Carlos came home with great news. He’d gone to visit Tía Emperatriz to ask if she could make Mago her flag-bearer uniform. “She said to come pick it up next week.”

“Thanks be to God,” Abuelita Chinta said, crossing herself.
Maybe Mago doesn’t have to work, after all
, I thought. But then I looked at Betty, who looked like a mummy with her face all bandaged up, and I remembered there was another reason Mago had looked for a job.

At dusk, Abuelita Chinta sent us to the train station to wait for Mago. “It will soon be dark, and it is not safe for your sister to walk home by herself,” she said.

Carlos and I put on our sandals and left. We had a competition to see who could balance on the rail the longest. Soon, we heard the rumbling of the approaching evening train, and we turned to see it snaking its way through the hills, shaking the leaves of the guamúchil trees along the tracks. The conductor blew the whistle as Carlos and I scrambled out of the way. We rushed down to the dirt path and ran alongside the train.

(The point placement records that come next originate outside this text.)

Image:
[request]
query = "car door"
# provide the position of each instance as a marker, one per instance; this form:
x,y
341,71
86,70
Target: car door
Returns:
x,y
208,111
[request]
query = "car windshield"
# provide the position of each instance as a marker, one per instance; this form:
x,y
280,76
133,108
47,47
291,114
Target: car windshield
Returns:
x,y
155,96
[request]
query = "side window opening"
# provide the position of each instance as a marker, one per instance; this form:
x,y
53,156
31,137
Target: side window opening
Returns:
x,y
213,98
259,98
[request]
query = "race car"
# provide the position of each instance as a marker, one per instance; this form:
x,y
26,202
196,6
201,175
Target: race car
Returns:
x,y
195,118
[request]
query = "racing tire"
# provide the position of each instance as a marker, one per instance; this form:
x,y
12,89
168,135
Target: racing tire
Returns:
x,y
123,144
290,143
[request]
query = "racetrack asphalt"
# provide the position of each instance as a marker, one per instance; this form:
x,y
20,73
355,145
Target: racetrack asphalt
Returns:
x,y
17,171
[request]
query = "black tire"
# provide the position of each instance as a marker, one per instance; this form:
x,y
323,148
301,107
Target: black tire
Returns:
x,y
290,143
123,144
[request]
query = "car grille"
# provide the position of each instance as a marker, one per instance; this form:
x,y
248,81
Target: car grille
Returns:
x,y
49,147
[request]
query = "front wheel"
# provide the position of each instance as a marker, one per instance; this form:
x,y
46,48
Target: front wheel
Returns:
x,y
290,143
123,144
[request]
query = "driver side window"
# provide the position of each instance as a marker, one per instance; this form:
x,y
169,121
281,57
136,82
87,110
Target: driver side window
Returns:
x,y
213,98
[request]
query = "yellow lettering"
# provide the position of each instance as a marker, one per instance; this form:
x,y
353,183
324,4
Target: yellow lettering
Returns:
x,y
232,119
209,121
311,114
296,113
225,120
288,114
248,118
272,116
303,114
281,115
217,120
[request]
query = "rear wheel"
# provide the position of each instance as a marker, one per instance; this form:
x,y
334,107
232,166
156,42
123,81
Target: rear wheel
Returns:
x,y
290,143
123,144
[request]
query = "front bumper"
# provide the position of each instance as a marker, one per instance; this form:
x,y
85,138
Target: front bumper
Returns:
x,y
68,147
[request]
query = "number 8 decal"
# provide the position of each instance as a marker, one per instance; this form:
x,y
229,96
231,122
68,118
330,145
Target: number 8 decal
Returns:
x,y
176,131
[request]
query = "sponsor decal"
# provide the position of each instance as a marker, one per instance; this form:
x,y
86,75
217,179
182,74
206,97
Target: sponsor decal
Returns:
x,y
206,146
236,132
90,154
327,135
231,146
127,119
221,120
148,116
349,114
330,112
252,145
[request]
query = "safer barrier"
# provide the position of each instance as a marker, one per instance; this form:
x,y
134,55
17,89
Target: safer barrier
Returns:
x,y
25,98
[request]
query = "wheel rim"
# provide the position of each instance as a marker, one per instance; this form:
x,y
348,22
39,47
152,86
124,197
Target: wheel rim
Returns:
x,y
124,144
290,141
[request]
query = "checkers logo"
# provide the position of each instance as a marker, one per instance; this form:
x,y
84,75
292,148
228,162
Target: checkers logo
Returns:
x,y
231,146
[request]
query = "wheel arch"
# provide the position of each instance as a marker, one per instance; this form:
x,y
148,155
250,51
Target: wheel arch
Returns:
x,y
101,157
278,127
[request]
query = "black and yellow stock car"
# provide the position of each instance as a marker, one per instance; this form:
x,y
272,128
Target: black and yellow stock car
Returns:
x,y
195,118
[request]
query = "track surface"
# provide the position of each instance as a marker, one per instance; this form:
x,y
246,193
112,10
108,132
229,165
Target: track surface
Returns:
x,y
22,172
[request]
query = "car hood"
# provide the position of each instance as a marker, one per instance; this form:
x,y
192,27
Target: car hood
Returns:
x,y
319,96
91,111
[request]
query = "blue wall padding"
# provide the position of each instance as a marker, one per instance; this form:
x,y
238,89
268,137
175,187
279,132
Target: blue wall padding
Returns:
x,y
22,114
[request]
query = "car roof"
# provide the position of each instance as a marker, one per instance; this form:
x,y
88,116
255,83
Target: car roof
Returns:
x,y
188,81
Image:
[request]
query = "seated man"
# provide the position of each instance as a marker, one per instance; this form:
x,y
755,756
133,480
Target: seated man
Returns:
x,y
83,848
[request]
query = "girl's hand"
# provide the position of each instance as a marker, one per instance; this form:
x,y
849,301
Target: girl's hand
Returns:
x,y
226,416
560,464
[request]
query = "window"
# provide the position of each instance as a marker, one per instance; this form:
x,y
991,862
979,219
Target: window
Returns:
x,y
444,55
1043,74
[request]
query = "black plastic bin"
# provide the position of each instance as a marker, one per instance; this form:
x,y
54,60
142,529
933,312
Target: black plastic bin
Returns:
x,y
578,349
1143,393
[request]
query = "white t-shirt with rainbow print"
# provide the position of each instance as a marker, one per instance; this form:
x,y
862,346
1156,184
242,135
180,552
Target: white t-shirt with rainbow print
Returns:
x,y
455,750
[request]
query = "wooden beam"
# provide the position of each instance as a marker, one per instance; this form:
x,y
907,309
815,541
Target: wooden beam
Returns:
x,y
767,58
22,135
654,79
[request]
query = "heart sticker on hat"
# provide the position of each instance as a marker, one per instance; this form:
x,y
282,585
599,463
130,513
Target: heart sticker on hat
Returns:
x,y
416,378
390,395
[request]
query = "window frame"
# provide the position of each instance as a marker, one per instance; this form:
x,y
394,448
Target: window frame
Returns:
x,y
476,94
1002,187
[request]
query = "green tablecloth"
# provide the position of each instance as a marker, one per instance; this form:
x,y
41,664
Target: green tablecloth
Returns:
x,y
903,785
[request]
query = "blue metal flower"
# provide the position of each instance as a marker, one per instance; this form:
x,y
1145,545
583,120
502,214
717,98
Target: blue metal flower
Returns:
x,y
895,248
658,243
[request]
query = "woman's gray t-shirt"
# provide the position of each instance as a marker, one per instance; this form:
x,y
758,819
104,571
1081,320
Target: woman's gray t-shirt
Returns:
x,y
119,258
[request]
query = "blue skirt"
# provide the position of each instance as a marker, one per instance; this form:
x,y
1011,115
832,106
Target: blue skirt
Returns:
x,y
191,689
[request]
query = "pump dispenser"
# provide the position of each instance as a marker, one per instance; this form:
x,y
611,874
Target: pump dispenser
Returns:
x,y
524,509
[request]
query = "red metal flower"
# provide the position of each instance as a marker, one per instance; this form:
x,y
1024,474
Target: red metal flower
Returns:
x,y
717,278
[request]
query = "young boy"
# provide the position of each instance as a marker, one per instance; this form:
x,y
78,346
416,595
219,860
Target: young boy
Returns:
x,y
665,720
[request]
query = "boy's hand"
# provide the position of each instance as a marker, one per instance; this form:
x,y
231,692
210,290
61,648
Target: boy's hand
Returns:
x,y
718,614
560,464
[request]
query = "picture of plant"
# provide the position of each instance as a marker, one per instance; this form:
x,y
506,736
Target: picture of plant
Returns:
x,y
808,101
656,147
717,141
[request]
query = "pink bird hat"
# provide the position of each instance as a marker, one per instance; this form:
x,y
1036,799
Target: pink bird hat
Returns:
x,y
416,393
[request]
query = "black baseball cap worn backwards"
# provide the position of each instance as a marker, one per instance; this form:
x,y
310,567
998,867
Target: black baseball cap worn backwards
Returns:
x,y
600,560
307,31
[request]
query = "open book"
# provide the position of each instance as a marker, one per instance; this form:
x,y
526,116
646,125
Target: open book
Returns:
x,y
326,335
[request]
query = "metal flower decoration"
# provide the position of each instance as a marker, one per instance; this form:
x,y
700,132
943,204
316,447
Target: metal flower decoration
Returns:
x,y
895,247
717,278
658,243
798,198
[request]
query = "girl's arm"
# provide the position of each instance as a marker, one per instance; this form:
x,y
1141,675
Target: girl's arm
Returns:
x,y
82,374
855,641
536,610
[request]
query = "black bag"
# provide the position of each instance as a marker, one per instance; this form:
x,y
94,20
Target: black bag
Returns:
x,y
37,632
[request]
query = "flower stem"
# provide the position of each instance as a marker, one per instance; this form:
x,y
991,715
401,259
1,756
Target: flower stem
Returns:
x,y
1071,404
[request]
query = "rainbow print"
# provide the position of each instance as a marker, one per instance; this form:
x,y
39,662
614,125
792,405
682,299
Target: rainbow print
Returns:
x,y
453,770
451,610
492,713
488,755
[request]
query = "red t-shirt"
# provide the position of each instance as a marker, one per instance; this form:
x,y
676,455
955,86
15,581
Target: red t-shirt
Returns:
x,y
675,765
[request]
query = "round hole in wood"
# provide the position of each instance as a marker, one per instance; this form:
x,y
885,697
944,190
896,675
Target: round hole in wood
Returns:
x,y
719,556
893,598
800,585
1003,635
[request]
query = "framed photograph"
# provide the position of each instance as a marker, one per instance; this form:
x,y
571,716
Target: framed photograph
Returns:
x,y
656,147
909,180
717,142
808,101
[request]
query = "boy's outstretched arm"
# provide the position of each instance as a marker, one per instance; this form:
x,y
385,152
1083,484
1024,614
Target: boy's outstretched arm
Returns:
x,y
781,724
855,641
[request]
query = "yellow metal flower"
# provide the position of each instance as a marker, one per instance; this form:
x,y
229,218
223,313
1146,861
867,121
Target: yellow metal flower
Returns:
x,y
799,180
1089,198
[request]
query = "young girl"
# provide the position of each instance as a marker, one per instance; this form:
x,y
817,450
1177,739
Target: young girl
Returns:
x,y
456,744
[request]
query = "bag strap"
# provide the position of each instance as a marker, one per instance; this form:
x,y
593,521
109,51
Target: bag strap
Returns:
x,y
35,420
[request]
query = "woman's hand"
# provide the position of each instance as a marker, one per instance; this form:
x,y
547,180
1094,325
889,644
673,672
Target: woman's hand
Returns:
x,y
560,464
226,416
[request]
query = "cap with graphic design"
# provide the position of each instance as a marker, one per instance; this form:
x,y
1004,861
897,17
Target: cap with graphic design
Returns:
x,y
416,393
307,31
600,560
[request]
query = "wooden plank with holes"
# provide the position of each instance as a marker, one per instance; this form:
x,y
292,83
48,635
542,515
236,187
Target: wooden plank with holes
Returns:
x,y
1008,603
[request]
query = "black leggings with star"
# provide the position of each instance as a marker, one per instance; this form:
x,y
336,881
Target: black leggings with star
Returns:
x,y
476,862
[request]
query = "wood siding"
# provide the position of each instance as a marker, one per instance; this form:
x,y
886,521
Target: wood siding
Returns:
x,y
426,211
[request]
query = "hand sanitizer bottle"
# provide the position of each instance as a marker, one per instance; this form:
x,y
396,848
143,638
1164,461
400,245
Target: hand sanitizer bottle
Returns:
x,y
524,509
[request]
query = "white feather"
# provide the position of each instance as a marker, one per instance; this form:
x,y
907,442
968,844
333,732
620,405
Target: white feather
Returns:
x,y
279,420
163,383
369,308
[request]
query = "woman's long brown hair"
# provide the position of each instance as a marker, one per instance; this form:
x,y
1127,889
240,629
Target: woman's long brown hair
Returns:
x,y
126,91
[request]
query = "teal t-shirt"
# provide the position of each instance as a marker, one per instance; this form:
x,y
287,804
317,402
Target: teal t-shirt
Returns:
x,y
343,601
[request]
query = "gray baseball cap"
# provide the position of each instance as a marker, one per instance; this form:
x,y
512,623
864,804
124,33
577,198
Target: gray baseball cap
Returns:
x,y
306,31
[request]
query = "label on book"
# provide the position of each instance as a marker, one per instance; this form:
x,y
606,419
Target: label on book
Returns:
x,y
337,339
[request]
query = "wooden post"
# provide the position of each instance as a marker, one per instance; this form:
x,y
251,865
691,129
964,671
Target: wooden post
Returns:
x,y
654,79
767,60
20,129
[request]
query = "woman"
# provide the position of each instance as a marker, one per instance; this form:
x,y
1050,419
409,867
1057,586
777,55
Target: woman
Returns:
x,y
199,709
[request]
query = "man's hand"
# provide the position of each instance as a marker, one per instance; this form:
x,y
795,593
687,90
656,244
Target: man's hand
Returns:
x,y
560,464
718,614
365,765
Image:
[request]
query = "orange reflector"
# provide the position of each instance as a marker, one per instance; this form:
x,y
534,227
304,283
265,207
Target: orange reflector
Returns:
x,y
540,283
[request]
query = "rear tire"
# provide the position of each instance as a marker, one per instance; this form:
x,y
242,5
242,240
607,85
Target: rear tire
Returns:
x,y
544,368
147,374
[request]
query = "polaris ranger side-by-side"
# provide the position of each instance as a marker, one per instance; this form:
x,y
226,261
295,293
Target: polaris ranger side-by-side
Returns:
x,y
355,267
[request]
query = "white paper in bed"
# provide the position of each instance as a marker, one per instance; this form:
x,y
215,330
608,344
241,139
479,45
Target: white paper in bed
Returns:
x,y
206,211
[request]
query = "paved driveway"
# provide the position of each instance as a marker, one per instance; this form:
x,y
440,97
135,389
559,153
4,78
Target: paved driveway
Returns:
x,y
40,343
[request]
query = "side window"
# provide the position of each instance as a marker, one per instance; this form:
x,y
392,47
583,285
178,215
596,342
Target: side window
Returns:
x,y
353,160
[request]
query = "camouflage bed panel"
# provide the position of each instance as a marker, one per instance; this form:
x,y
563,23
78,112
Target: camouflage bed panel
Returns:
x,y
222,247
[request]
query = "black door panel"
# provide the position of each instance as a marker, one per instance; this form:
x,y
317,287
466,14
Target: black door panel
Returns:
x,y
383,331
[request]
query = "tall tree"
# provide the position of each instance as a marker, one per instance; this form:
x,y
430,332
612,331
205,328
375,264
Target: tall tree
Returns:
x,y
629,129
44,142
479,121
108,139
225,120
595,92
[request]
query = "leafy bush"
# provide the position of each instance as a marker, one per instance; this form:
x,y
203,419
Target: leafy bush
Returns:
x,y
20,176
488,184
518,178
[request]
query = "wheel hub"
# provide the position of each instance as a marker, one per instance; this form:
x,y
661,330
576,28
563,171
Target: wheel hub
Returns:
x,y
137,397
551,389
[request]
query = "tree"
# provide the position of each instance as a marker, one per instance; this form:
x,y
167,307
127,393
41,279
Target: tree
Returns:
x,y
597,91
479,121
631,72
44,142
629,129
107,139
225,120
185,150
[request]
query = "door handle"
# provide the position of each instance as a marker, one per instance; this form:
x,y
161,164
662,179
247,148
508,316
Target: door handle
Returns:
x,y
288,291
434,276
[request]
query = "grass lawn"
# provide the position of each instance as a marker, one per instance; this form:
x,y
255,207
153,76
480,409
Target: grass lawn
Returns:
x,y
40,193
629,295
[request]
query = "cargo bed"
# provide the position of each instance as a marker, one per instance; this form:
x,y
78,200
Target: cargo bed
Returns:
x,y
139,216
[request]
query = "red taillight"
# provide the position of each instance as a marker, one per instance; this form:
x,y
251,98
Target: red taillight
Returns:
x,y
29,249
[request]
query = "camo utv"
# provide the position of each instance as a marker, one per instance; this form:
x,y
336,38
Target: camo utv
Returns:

When we got to the station, most of the passengers had gotten off the train, and the few that were continuing on to Cuernavaca or Mexico City were boarding. We sat on a bench and watched Mago go from passenger car to passenger car carrying a tray of hot chicken
quesadillas, offering them to the people who were sitting in their seats, waiting for the train to depart. The whistle blew, the conductor yelled, “¡Váaaaamonooooos!” but Mago was still inside the train. Last-minute passengers hurried to get on. “Come out, come out,” I said under my breath. The train started to move, and Mago was nowhere in sight.

Iguala’s train station

I stood up and rushed over to the train. “What are you doing?” Carlos said as he ran after me. The train slowly began to pull out of the station.

It would be so easy,
I thought,
for Mago to stay on the train. She could decide to leave this place and not come back. She could finally say that enough was enough, that she was tired of being our little mother.
My breath caught in my throat, and I found myself rushing to the moving train, walking alongside of it, searching desperately for my sister. “Mago! Mago!” I yelled, tears already streaming down my face. Then finally, Mago appeared on the landing of the last passenger car with an empty tray and jumped off just before the train sped up.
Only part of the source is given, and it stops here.